Eisschwimmen am Badeschiff

Gersin Livia Paya/radio fm4

Positive Auswirkungen

„Viele kommen wegen dem Adrenalinkick und vor allem immer mehr Frauen kommen, um sich mit dem eigenen Körper mehr auseinanderzusetzen“, sagt Josef. Schon kurze Einheiten bewirken viel: „Man ist immer lustig danach und stößt Endorphine und Dopamine und viele andere Gefühle querbeet aus und man weiß, man hat Extremes geleistet und das stärkt einen natürlich auch.“

Wir verbringen insgesamt 16 Minuten im eiskalten Wasser, Josef achtet auf unsere Pupillen und kann dabei sehen, ob wir Angst haben, fokussiert sind, Glücksgefühle verspüren oder im Überlebensmodus sind. „Dieser Prozess im Gehirn schützt uns vor Lebensgefahr und je tiefer wir reingehen ins Wasser, desto mehr beginnt dieser Prozess und wir spüren immer wieder einen Schmerz an verschiedenen Stellen“, so Köberl.

„Zu Beginn zittert der Körper leicht und heizt sich gleich auf und dann kommt irgendwann der Moment, wo der Körper friert, man fängt an in die Brust zu atmen und braucht mehr Sauerstoff und dann ist der Moment wo man rausgeht, meistens nach ca. 15 Minuten“, erklärt er.

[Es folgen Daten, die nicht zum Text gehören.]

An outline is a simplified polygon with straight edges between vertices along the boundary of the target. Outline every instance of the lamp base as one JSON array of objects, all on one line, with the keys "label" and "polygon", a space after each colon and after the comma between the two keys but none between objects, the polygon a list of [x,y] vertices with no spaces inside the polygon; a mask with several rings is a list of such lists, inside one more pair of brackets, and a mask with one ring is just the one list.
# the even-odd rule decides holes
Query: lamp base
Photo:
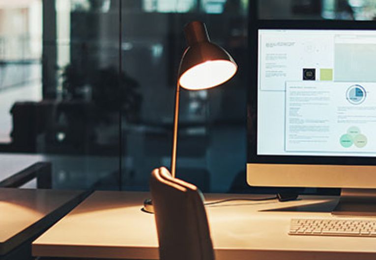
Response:
[{"label": "lamp base", "polygon": [[153,202],[150,199],[147,199],[144,201],[144,208],[143,211],[151,214],[154,213],[154,206],[153,206]]}]

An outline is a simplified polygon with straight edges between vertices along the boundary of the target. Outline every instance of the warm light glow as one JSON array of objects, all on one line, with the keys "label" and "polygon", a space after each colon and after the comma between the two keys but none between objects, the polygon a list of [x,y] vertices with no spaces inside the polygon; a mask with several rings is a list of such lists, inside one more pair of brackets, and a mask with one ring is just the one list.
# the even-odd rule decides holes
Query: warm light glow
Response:
[{"label": "warm light glow", "polygon": [[228,60],[209,60],[193,67],[180,77],[180,85],[199,90],[218,86],[235,74],[237,67]]}]

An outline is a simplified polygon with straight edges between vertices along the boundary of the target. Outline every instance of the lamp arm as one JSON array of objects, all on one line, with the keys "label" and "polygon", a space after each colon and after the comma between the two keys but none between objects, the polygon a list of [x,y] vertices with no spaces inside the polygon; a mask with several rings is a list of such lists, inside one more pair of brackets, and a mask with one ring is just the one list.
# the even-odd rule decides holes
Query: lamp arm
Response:
[{"label": "lamp arm", "polygon": [[176,152],[177,147],[177,127],[179,124],[179,99],[180,98],[180,85],[176,84],[175,96],[175,111],[174,116],[174,132],[173,139],[173,154],[171,156],[171,175],[173,178],[176,175]]}]

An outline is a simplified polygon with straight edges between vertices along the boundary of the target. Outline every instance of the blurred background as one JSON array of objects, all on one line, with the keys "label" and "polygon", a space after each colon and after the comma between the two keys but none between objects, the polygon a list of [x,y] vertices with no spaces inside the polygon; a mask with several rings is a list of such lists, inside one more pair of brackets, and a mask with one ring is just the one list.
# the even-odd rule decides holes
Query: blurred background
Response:
[{"label": "blurred background", "polygon": [[181,91],[177,177],[247,191],[249,16],[376,16],[376,0],[0,0],[0,152],[51,161],[54,188],[147,190],[170,164],[183,28],[199,20],[239,71]]}]

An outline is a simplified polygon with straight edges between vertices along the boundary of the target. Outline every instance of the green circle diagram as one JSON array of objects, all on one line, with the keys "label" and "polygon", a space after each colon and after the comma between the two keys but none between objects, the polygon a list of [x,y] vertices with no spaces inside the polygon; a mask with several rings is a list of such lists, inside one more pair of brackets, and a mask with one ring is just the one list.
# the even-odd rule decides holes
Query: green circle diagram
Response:
[{"label": "green circle diagram", "polygon": [[340,138],[340,142],[341,143],[341,145],[345,148],[348,148],[352,145],[352,137],[350,135],[347,133],[343,134]]},{"label": "green circle diagram", "polygon": [[362,148],[367,144],[367,137],[364,134],[360,133],[355,135],[353,142],[355,146]]}]

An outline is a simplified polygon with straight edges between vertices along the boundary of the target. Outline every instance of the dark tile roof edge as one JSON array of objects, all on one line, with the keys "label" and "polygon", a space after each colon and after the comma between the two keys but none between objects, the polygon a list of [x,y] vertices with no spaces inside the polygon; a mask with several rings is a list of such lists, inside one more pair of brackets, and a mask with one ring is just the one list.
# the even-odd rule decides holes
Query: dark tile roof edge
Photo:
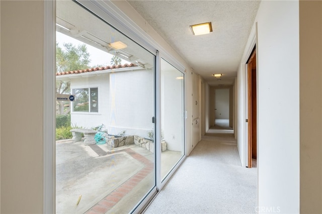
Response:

Viel schwimmen oder sprechen war nicht wirklich möglich, aber es ist das passiert, was ich persönlich so am Extremsport liebe: Das völlige Rauszoomen aus den Gedanken, rüber ins reine Körpergefühl und für einen Augenblick sind alle Probleme und Gedanken weg. „Man merkt gar nichts mehr, man ist nur bei sich selbst, auch bei depressiven Menschen fällt oft die Last ab und sie sind dann total bei sich selbst und beobachten plötzlich Menschen und Fische, was sie sonst nicht tun würden“, sagt Köberl. Auch bei mir wurde dann alles ersetzt durch einen puren Kick an Energie und Endorphinen.

"Nicht Härte, Wärme schmilzt das Eis“

Wir schleppen unsere knallroten Körper raus, noch bevor ich zu zittern anfange, geht es schnell in die Socken und in die Unterwäsche. Mein Körper durchläuft mehrere Kälteschauer und die Füße fühlen sich an als hätte ich zwei Eisklumpen am Ende meiner Beine. Von der heißen Dusche rät Josef ab, zumindest solange das Zittern noch andauert.

Zu dem körperlichen Taubheitsgefühl kommt dann das absolute Glücksgefühl dazu. Das gute Gefühl danach ist das, was uns alle hierher gebracht hat und das beste daran? Der Glücks-Peak ist von Dauer und zieht sich oft über 1-2 Tage, zumindest bei mir. Pro Tipp: Ich bin jeden Sonntag eisschwimmen und nehme die Energie davon mit in die ganze Woche.